- 3675 Okunma
- 0 Yorum
- 0 Beğeni
Cennet
Cennet de, muttakiler için, uzakta değildir, (o gün) yakınlaştırılmıştır. Bu size vaat olunandır; (gönülden Allah’a) yönelip dönen (İslam’ın hükümlerini) koruyan, görmediği halde Rahman’a karşı ’içi titreyerek korku duyan’ ve ’içten Allah’a yönelmiş’ bir kalp ile gelen içindir. Ona ’esenlik ve barış (selam)la’ girin. Bu ebedilik günüdür. (Kaf Suresi, 31-34)

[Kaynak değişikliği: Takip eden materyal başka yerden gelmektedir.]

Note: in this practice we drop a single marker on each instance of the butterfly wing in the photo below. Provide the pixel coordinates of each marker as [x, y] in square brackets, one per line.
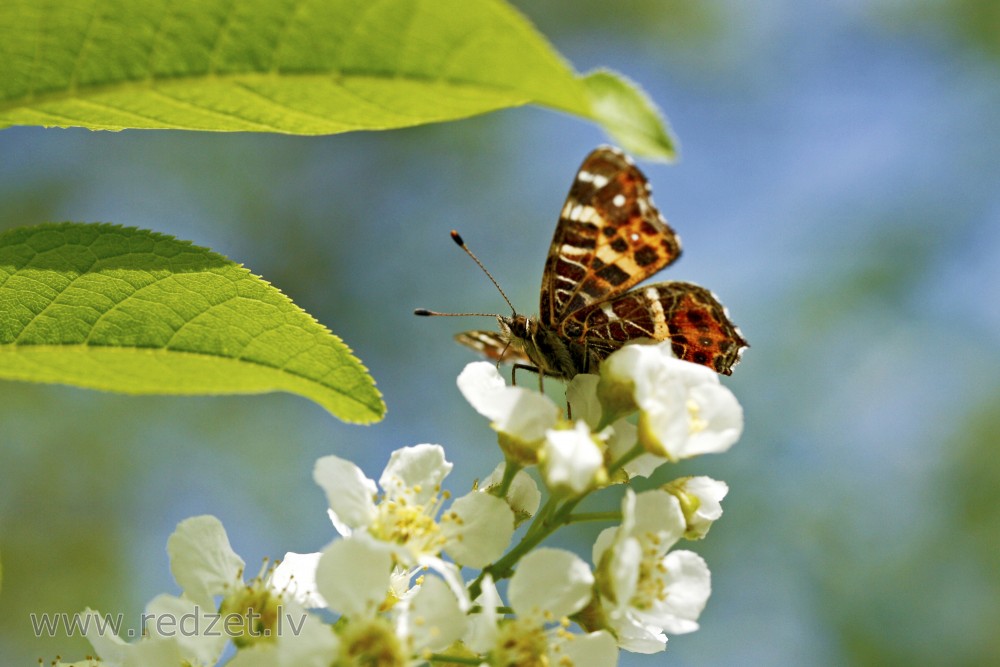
[609, 238]
[493, 345]
[688, 315]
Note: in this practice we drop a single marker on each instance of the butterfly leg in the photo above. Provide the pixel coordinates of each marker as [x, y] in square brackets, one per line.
[525, 367]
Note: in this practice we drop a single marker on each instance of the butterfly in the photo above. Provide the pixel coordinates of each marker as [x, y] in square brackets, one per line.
[609, 238]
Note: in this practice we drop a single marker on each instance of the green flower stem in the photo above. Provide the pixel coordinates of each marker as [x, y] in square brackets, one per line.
[509, 471]
[546, 522]
[454, 659]
[632, 454]
[594, 516]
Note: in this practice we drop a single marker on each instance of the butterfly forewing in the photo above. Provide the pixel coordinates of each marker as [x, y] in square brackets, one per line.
[609, 238]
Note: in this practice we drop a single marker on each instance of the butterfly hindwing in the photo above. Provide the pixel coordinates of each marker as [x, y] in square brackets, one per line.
[609, 238]
[687, 315]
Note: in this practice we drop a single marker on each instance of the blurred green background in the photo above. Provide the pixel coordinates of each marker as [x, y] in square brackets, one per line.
[838, 189]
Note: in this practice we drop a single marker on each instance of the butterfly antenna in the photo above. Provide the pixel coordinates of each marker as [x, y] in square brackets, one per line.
[461, 244]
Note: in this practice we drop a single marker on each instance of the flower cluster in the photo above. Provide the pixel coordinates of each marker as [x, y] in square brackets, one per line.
[418, 576]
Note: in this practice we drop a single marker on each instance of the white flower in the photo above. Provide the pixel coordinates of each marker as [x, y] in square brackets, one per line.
[701, 501]
[683, 409]
[621, 436]
[432, 618]
[646, 591]
[477, 528]
[354, 576]
[523, 495]
[520, 415]
[202, 561]
[192, 628]
[304, 641]
[548, 586]
[571, 461]
[551, 582]
[475, 531]
[296, 575]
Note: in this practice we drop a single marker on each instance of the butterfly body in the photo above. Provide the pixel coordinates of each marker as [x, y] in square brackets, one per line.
[547, 350]
[609, 238]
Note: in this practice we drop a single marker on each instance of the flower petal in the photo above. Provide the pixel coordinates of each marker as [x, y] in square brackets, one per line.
[296, 575]
[353, 575]
[202, 561]
[571, 462]
[596, 649]
[478, 528]
[433, 618]
[416, 472]
[518, 412]
[523, 495]
[550, 580]
[348, 492]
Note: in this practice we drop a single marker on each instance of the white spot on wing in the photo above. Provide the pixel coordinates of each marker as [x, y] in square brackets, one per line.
[660, 331]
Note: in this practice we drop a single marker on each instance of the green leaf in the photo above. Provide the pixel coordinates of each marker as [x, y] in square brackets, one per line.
[133, 311]
[294, 66]
[636, 123]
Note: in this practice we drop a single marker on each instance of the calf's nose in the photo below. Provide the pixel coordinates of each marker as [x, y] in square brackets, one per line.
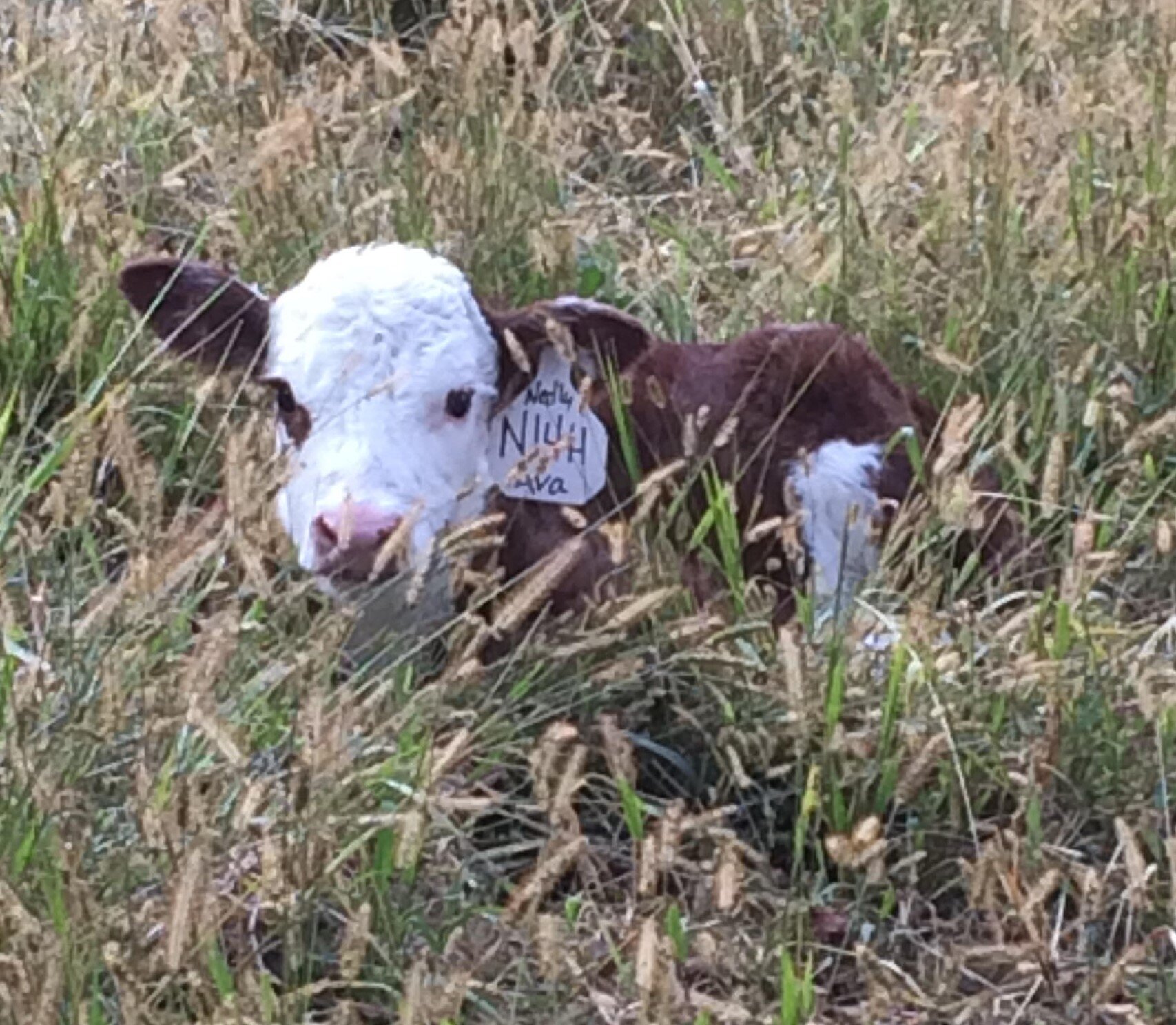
[347, 540]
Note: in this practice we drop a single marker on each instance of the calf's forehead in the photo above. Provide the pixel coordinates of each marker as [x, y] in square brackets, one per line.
[389, 316]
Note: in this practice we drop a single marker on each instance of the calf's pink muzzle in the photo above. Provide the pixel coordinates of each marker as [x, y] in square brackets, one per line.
[347, 541]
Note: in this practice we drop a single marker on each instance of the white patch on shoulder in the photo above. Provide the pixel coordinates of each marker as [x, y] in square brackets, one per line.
[838, 504]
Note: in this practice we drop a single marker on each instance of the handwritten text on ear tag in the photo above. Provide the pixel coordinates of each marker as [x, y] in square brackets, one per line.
[545, 446]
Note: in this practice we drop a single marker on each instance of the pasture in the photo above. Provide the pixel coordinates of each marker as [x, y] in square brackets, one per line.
[955, 808]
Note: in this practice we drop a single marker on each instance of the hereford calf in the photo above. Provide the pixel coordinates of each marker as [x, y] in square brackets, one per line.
[409, 407]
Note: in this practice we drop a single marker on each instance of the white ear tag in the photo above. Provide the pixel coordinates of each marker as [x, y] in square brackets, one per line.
[542, 446]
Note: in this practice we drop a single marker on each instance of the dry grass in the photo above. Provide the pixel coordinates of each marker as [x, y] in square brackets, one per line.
[655, 818]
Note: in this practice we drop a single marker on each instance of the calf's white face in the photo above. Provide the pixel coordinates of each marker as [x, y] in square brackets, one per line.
[384, 371]
[395, 367]
[385, 374]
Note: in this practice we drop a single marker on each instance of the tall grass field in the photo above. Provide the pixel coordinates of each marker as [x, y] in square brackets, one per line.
[954, 807]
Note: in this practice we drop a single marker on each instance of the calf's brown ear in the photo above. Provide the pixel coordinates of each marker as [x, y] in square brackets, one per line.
[201, 313]
[602, 333]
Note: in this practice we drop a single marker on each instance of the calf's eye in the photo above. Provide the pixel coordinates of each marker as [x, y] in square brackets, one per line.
[286, 402]
[457, 402]
[294, 416]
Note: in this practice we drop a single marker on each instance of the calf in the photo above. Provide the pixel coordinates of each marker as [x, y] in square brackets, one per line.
[406, 404]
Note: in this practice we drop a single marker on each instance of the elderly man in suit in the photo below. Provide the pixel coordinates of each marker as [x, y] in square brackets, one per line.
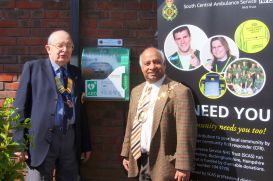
[49, 94]
[160, 138]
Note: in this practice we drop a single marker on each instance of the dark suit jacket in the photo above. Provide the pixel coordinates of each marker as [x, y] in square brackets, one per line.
[36, 99]
[174, 131]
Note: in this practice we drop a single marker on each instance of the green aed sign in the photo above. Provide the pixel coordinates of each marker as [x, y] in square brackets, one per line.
[106, 73]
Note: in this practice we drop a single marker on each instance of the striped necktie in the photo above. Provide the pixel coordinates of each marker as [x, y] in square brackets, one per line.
[141, 116]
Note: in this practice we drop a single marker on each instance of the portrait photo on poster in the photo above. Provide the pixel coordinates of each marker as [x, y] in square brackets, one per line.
[182, 47]
[218, 52]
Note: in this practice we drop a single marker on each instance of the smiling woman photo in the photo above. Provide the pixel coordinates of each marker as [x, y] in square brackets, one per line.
[222, 57]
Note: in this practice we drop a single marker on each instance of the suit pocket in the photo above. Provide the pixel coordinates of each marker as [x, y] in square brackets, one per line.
[171, 158]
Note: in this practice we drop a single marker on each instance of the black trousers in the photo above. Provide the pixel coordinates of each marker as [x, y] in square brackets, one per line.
[61, 157]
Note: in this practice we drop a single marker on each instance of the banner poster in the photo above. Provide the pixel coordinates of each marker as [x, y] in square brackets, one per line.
[222, 50]
[106, 73]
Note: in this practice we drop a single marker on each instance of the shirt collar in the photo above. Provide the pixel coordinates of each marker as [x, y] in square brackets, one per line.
[156, 84]
[56, 67]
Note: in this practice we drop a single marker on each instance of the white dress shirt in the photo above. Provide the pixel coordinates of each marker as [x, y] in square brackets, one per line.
[146, 129]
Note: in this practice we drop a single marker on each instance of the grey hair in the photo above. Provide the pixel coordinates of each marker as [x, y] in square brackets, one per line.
[158, 51]
[50, 39]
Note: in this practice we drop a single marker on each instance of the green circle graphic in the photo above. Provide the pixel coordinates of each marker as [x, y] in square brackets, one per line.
[252, 36]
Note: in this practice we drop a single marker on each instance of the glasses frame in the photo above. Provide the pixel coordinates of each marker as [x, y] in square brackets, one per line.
[61, 47]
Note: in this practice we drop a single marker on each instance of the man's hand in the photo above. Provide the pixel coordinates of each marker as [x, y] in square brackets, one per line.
[125, 163]
[85, 156]
[182, 175]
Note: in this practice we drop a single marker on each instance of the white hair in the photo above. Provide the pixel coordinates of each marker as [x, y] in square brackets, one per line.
[158, 51]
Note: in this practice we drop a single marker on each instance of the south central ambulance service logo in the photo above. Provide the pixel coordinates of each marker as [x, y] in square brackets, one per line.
[169, 11]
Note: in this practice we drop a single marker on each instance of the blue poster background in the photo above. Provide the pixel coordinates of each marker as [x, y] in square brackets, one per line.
[234, 122]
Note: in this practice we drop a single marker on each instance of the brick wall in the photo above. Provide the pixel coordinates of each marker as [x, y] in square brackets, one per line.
[24, 27]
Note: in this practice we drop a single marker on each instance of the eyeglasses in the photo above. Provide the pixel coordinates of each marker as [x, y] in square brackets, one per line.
[62, 46]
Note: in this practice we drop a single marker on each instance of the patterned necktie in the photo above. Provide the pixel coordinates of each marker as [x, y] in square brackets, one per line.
[68, 111]
[141, 117]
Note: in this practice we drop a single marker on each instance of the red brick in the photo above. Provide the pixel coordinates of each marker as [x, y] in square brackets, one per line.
[7, 4]
[39, 13]
[14, 32]
[58, 5]
[132, 6]
[44, 32]
[8, 23]
[11, 86]
[89, 23]
[137, 24]
[2, 102]
[124, 15]
[148, 6]
[12, 68]
[14, 50]
[110, 24]
[7, 94]
[104, 6]
[8, 59]
[57, 14]
[5, 41]
[25, 4]
[37, 50]
[6, 77]
[56, 23]
[31, 41]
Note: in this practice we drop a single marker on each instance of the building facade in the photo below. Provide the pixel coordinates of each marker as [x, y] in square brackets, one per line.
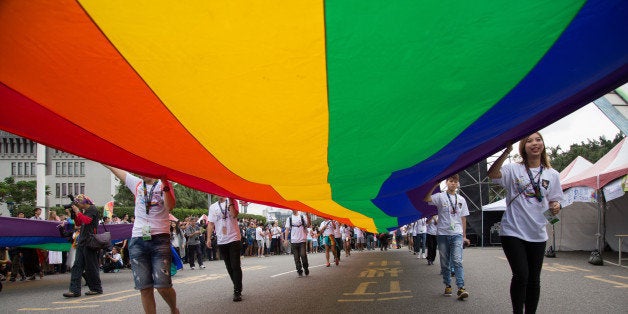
[65, 173]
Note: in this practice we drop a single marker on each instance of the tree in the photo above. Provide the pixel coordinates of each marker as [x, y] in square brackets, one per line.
[592, 151]
[18, 194]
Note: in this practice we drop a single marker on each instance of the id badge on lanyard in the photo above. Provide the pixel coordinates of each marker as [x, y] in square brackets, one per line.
[146, 233]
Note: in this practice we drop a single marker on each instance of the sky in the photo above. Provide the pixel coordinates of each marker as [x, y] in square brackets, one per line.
[585, 123]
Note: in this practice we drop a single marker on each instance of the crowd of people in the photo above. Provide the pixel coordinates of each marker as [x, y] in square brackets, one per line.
[532, 188]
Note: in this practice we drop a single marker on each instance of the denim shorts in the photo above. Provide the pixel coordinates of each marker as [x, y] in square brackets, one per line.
[150, 261]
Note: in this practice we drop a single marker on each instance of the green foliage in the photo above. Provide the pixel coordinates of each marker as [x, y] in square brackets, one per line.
[20, 195]
[592, 151]
[189, 198]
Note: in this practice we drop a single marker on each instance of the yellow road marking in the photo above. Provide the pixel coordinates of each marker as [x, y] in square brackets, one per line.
[59, 308]
[394, 298]
[618, 284]
[395, 288]
[361, 289]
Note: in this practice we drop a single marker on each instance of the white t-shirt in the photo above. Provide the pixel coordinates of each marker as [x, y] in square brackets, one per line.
[358, 233]
[524, 217]
[431, 227]
[420, 226]
[226, 227]
[450, 221]
[298, 231]
[157, 217]
[259, 233]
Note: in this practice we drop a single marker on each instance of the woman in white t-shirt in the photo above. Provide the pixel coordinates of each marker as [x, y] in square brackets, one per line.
[532, 188]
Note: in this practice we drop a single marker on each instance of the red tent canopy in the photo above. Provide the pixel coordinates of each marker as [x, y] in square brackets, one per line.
[612, 166]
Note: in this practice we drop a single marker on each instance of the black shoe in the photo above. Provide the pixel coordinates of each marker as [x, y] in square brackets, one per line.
[237, 297]
[90, 292]
[71, 295]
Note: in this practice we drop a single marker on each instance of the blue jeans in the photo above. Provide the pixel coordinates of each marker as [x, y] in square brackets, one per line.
[150, 261]
[450, 249]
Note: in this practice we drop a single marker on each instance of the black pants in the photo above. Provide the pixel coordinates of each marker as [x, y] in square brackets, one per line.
[275, 246]
[85, 260]
[300, 256]
[431, 247]
[525, 259]
[194, 250]
[230, 253]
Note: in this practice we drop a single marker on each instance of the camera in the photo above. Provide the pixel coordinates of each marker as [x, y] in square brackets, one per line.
[68, 206]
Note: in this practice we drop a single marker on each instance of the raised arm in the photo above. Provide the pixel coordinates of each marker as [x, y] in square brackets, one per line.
[169, 199]
[495, 171]
[121, 174]
[428, 196]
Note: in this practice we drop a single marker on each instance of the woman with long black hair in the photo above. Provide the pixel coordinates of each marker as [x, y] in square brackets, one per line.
[532, 189]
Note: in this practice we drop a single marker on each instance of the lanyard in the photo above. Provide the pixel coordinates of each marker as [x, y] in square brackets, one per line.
[453, 205]
[536, 185]
[148, 197]
[224, 211]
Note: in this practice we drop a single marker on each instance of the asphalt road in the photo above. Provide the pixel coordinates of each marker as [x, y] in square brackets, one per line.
[393, 281]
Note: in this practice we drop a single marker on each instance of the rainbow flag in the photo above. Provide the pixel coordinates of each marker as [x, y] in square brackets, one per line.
[351, 110]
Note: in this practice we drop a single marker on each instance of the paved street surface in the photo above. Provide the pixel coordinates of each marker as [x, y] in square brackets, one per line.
[393, 281]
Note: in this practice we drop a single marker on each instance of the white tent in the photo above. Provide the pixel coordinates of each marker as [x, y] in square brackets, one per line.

‘Allah Katındaki asıl varılacak güzel yer’ olan cennete layık olan inananlar, hesap gününde defterlerini sağ yanlarından alırlar ve Rabbimizin kendileri için hazırladığı cennetlerde sonsuza dek büyük bir hoşnutluk içinde yaşarlar. Kuran’da müminler şöyle müjdelenir:
Artık kimin kitabı sağ yanından verilirse, o, kolay bir hesap (sorgu) ile sorguya çekilecek, ve kendi yakınlarına sevinç içinde dönmüş olacaktır. (İnşikak Suresi, 7-9)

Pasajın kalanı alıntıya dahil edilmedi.